Common "Difficult" Labels Decoded
"They're too negative"
Style translation: Probably Reasoning. They're identifying risks and flaws.
What they bring: Quality assurance, risk mitigation
How to work with them: Show you value their concerns. Include them in review phases.
"They're unrealistic"
Style translation: Probably Creating. They're generating possibilities without constraints.
What they bring: Innovation, fresh perspectives
How to work with them: Separate ideation from evaluation. Explore ideas before dismissing.
"They're too emotional"
Style translation: Probably Relating. They're attuned to people impact.
What they bring: Emotional intelligence, relationship maintenance
How to work with them: Acknowledge human dimensions. Value their people insights.
"They're too pushy"
Style translation: Probably Doing. They're driving toward completion.

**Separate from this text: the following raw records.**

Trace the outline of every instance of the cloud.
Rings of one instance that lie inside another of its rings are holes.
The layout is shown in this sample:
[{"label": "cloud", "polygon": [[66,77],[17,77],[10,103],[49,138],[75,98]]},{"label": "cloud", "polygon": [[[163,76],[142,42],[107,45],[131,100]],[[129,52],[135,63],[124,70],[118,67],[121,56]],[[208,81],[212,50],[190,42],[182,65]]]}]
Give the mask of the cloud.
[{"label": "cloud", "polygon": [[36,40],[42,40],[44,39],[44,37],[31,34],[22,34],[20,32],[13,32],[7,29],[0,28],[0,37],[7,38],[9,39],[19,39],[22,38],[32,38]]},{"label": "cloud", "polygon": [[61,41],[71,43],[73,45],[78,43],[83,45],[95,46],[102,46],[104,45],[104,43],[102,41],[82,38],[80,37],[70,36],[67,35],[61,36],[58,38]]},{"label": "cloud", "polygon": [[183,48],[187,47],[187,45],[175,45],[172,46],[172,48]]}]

What they bring: Execution, accountability, momentum
How to work with them: Be clear about timelines. Appreciate their drive for results.
The Self-Reflection Question
When someone frustrates you, ask:
- What's their likely style?
- What might they be contributing that I don't see?
- Is my frustration about them being wrong, or them being different?
- How would I adapt if I understood this as style difference?
From Frustration to Collaboration
Step 1: Identify the style
Based on their behavior, what style are they likely operating from?
Step 2: Recognize the value
What does their style contribute that yours might not?
Step 3: Identify the friction
Where does their style clash with yours? What specifically bothers you?
Step 4: Design the bridge
How can you collaborate in ways that serve both styles?
What This Doesn't Mean
Style understanding doesn't mean:
- Tolerating genuinely bad behavior
- Excusing poor performance
- Avoiding necessary conversations
- Pretending everything is fine
Some people are actually difficult, regardless of style. But many aren't—they're just different. Knowing which is which matters.
The Transformation
When you reframe through style:
- Frustration decreases (it's not personal)
- Curiosity increases (what can they teach me?)
- Collaboration improves (I know how to work with them)
- Relationships strengthen (I see their value)
The difficult colleague might become a valued complement—once you understand what makes them tick.